The above Gaussian filter operates at a fixed bandwidth. To obtain the 0.1 Hz to 40 Hz spreading bandwidths that is required by the ITU recommendations, the random values from the Gaussian filter are up-sampled using the Audio Converter routines in Mac OS X's Core Audio framework .

Audio Converter can resample between arbitrary sampling rates, however it can only be used for a limited range. cocoaPath solves this by up-sampling in multiple steps, the first steps use Audio Converter to resample by a power of 2 and the final step uses Audio Converter to resample by an arbitrary ratio. A 1 Hz spreading filter is created from the 198 Hz wide signal by up-sampling with a factor of 16 and then with a factor of 12.36. A 0.1 Hz spreading filter is created by first up-sampling with a factor of 8, then by a factor of 16 and finally by a factor of 15.45.

The transition band of the interpolation filter in the Audio Converter creates an error of approximately 0.2% and this is compensated by increasing the noise power by a corresponding amount.

The result of the pair of in-phase and quadrature noise generators and Gaussian filters is a bivariate Gaussian process whose magnitude is 1.0.


5 Additive White Gaussian Noise (AWGN)

The Watterson model introduces Gaussian random processes to scatter the paths without adding noise to the amplitude of the signal.

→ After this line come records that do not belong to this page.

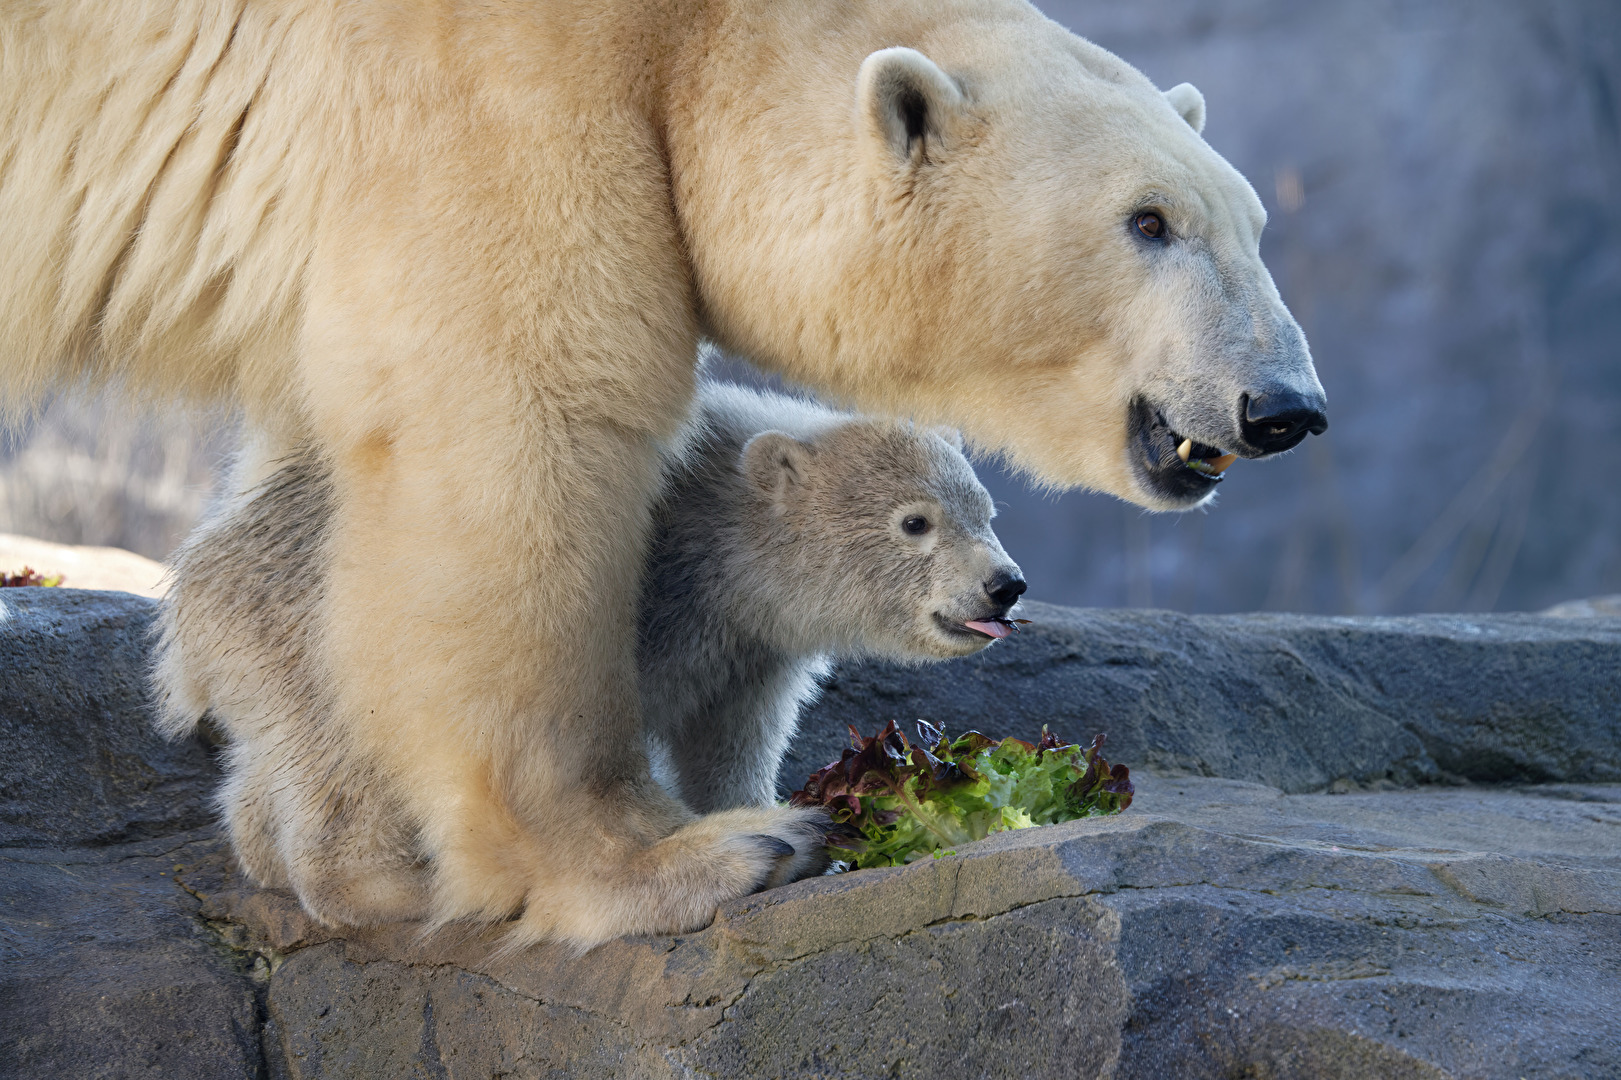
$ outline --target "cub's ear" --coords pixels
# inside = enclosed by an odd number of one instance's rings
[[[953,427],[937,427],[929,429],[933,434],[940,436],[957,453],[962,453],[962,432]]]
[[[1188,122],[1188,127],[1199,134],[1204,134],[1204,95],[1192,83],[1177,83],[1165,91],[1165,100],[1171,108],[1176,110],[1178,116]]]
[[[762,431],[744,444],[739,464],[749,483],[780,510],[810,480],[816,447],[780,431]]]
[[[902,162],[916,164],[944,149],[963,104],[951,76],[916,49],[879,49],[856,77],[861,123]]]

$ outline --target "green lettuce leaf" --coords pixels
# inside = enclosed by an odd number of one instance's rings
[[[1102,735],[1082,749],[1045,726],[1033,744],[977,731],[948,738],[923,720],[917,732],[914,744],[893,720],[871,738],[851,728],[839,760],[788,797],[827,810],[828,847],[853,867],[900,866],[1005,829],[1131,805],[1130,770],[1104,760]]]

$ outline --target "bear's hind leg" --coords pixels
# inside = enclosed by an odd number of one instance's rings
[[[426,917],[430,882],[404,811],[353,750],[311,735],[320,728],[232,739],[216,803],[237,864],[328,925]]]
[[[324,827],[306,834],[290,858],[289,877],[305,909],[329,925],[419,922],[430,913],[432,881],[397,819],[368,818],[342,802]],[[308,842],[314,840],[314,843]]]

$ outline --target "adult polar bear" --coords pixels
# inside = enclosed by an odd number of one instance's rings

The ITU document recommends adding band-limited Gaussian noise to the output of the model to set the signal-to-noise ratio.

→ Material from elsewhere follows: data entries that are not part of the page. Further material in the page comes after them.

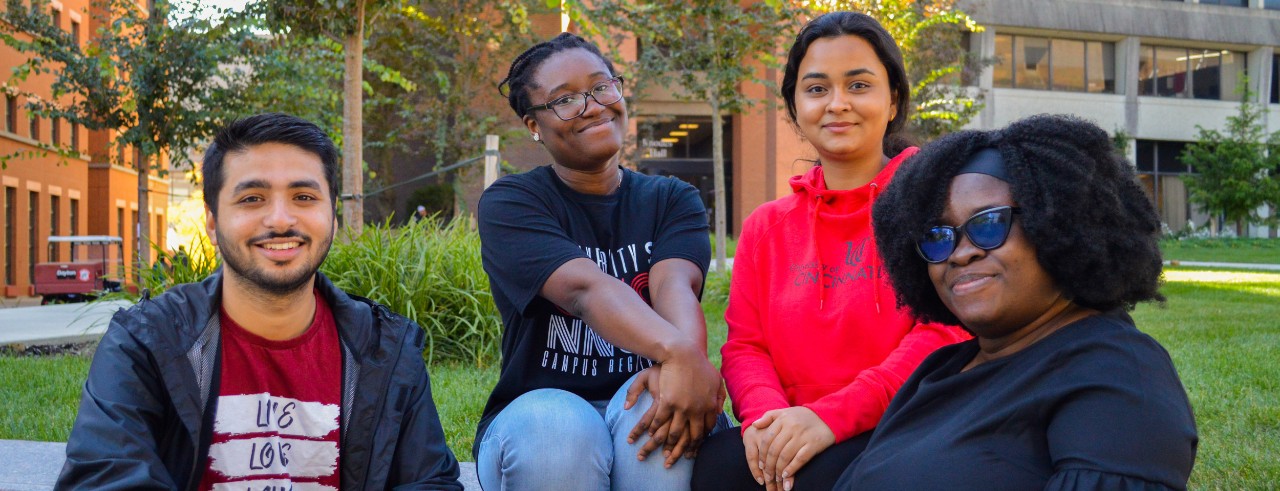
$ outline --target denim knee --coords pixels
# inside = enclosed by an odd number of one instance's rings
[[[570,392],[539,389],[517,397],[479,445],[477,473],[490,491],[609,488],[609,429],[595,407]]]
[[[644,413],[653,406],[653,396],[644,391],[636,399],[631,409],[623,409],[626,403],[627,389],[635,382],[635,377],[628,380],[614,393],[605,409],[605,422],[613,434],[613,486],[614,491],[627,490],[671,490],[689,489],[689,480],[693,477],[693,461],[680,458],[670,468],[665,467],[662,449],[649,454],[645,460],[636,455],[640,447],[649,441],[649,434],[642,434],[635,443],[627,443],[627,436]]]

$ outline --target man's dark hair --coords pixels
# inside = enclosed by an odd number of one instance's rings
[[[227,154],[263,143],[293,145],[320,157],[324,165],[324,178],[329,184],[329,196],[337,206],[338,199],[338,147],[333,140],[314,123],[297,116],[282,113],[266,113],[249,116],[228,124],[214,137],[213,144],[204,152],[202,177],[204,204],[218,214],[218,193],[222,192],[225,177],[223,159]]]
[[[903,163],[872,210],[876,245],[898,305],[926,321],[960,324],[938,298],[916,239],[936,224],[951,180],[973,154],[1000,152],[1036,260],[1073,302],[1132,309],[1160,295],[1160,218],[1133,166],[1106,131],[1062,115],[1032,116],[993,131],[961,131]]]
[[[800,76],[800,62],[809,52],[814,41],[840,36],[862,38],[876,51],[876,57],[889,73],[889,89],[897,112],[884,132],[886,155],[897,155],[911,145],[906,135],[907,113],[911,110],[911,84],[907,81],[907,69],[902,64],[902,52],[898,43],[874,18],[858,12],[831,12],[805,24],[796,34],[796,41],[787,54],[787,66],[782,72],[782,99],[787,103],[787,114],[796,122],[796,83]]]
[[[570,49],[585,49],[591,52],[604,62],[604,66],[609,69],[609,75],[617,75],[613,70],[613,62],[600,53],[600,48],[581,36],[562,32],[550,41],[535,44],[524,53],[520,53],[520,56],[511,62],[507,78],[498,83],[498,93],[507,96],[507,103],[511,104],[511,109],[516,112],[516,116],[524,118],[525,111],[533,105],[529,101],[529,89],[537,87],[537,84],[533,83],[533,74],[538,71],[538,66],[551,55]]]

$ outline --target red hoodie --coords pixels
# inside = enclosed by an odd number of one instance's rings
[[[800,405],[844,441],[876,426],[933,350],[969,338],[897,309],[872,239],[871,204],[916,151],[847,191],[827,190],[815,166],[791,178],[795,194],[747,217],[725,312],[729,338],[720,348],[744,428],[766,411]]]

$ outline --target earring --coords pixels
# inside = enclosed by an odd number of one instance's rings
[[[536,141],[536,142],[540,142],[540,141],[542,141],[542,136],[538,135],[537,133],[534,133],[534,134],[533,134],[533,141]]]

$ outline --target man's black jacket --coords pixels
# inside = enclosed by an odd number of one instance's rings
[[[111,318],[80,397],[57,489],[196,489],[216,411],[221,271]],[[423,333],[317,274],[342,345],[342,489],[450,489]]]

cocoaPath generates a wide bandwidth Gaussian noise using the same Wichmann-Hill and Box-Muller generators that it uses for the Doppler scattering function (see section 4.1 above). The samples from the Box-Muller algorithm are treated as scalar values by making the complex value pairs into two successive independent scalar Gaussian samples.

The noise samples are then pass through a bandpass filter that is identical to one channel of the bandpass filter used in the Hilbert transform which was mentioned in section 3 above. This scalar noise is then added to the scalar output from the Watterson model.

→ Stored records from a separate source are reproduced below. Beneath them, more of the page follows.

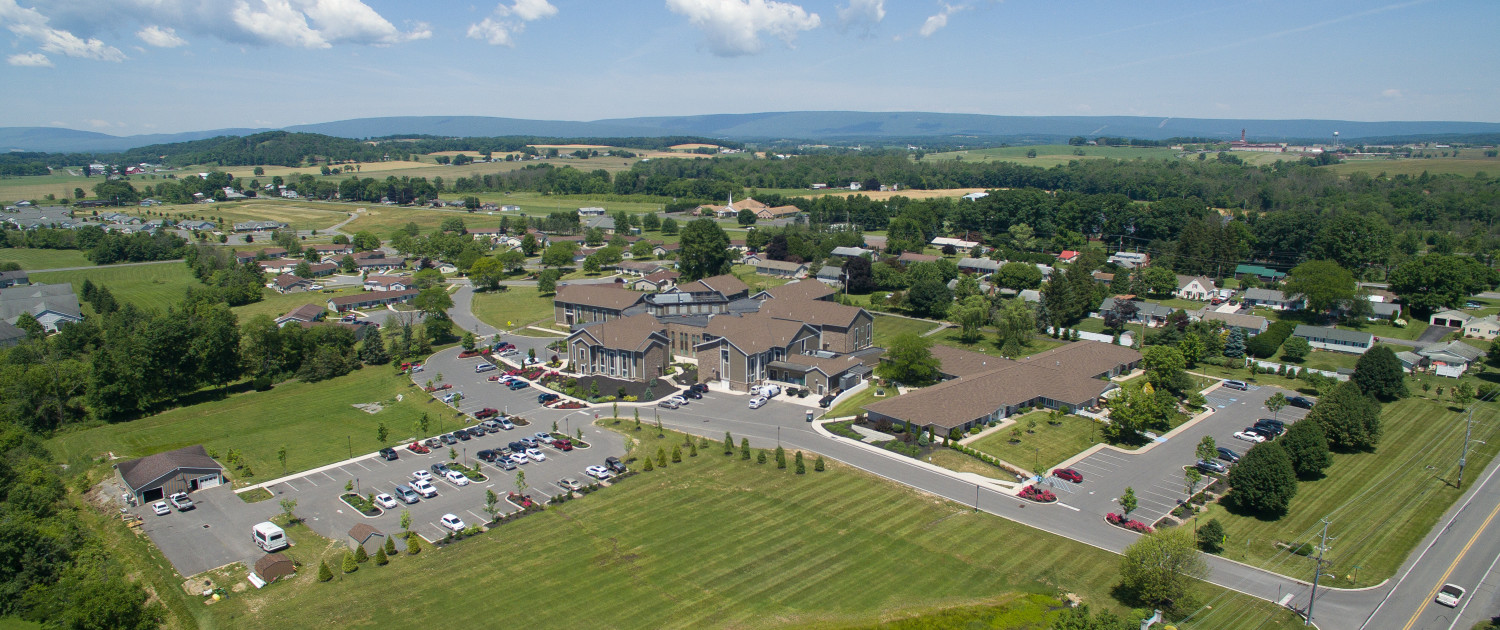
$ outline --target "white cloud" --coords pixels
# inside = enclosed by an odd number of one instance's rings
[[[1396,88],[1390,88],[1388,90],[1385,90],[1385,91],[1381,92],[1380,95],[1384,96],[1386,98],[1401,98],[1401,90],[1398,90]]]
[[[885,0],[849,0],[839,7],[839,25],[843,28],[864,26],[866,29],[885,19]]]
[[[922,23],[922,28],[918,29],[917,32],[920,33],[922,37],[932,37],[933,33],[942,30],[944,26],[948,25],[949,16],[967,8],[969,7],[961,4],[952,5],[945,3],[943,4],[943,10],[938,11],[935,15],[928,16],[927,21]]]
[[[515,35],[526,30],[527,22],[557,15],[557,7],[547,0],[515,0],[495,5],[495,11],[476,24],[469,25],[470,39],[482,39],[492,46],[515,46]]]
[[[16,0],[0,0],[0,23],[19,37],[33,40],[42,50],[99,61],[124,61],[125,53],[97,39],[83,39],[68,31],[52,28],[47,16],[36,9],[27,9]]]
[[[176,48],[187,45],[187,40],[178,37],[177,30],[170,26],[147,26],[136,31],[135,36],[157,48]]]
[[[240,0],[230,17],[236,26],[269,43],[299,48],[330,48],[333,44],[307,24],[307,16],[292,8],[287,0],[261,0],[262,9],[250,8]]]
[[[402,33],[360,0],[301,0],[299,4],[329,42],[384,45],[432,37],[432,29],[425,22]]]
[[[822,24],[816,13],[773,0],[667,0],[667,9],[703,31],[709,49],[721,57],[760,52],[762,32],[790,46],[799,31]]]
[[[36,1],[36,0],[33,0]],[[13,3],[15,0],[0,0]],[[131,24],[146,43],[152,29],[179,39],[192,33],[234,44],[328,48],[388,46],[432,37],[425,22],[398,28],[366,0],[48,0],[52,22],[78,32],[115,32]],[[0,24],[5,23],[0,13]],[[180,34],[180,35],[179,35]],[[159,41],[171,38],[158,37]]]
[[[52,60],[42,53],[21,53],[5,58],[5,63],[27,68],[51,68]]]
[[[90,127],[93,127],[95,129],[103,129],[103,128],[109,126],[109,121],[108,120],[99,120],[98,118],[90,118],[90,119],[85,120],[83,122],[88,123]]]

As in the Hilbert transform, the bandwidth of this filter can be chosen from 1.24 kHz, 3 kHz or 4 kHz. The filter starts at about 100 Hz and, in the case of the 3 kHz filter, extends to 3100 Hz. The result is noise that is "white" within the passband of the selected filter.

As shown in Figure 5.1 below, the RMS noise power in set with the AWGN text field of the cocoaPath user interface (relative to a digitized "full-scale" signal). When an input signal appears, cocoaPath will compute the noise power from the input source and display the signal-to-noise ratio.

Picture 9
Figure 5-1 Noise and signal-to-noise parameters

The RMS power from the model (before white noise is added) is computed by passing the input signal through an equivalent multiple path Watterson model, but with the Doppler scattering suppressed. This ensures that there is no fluctuation in the power computation, while taking into account what the different paths in a model can do to a signal (paths can constructively or destructively interfere with one another). Since the mean gain of a Doppler spreading function is unity, the power from a model that has no Doppler spread should be the same as the long term mean RMS power of the signal that includes Doppler spreading.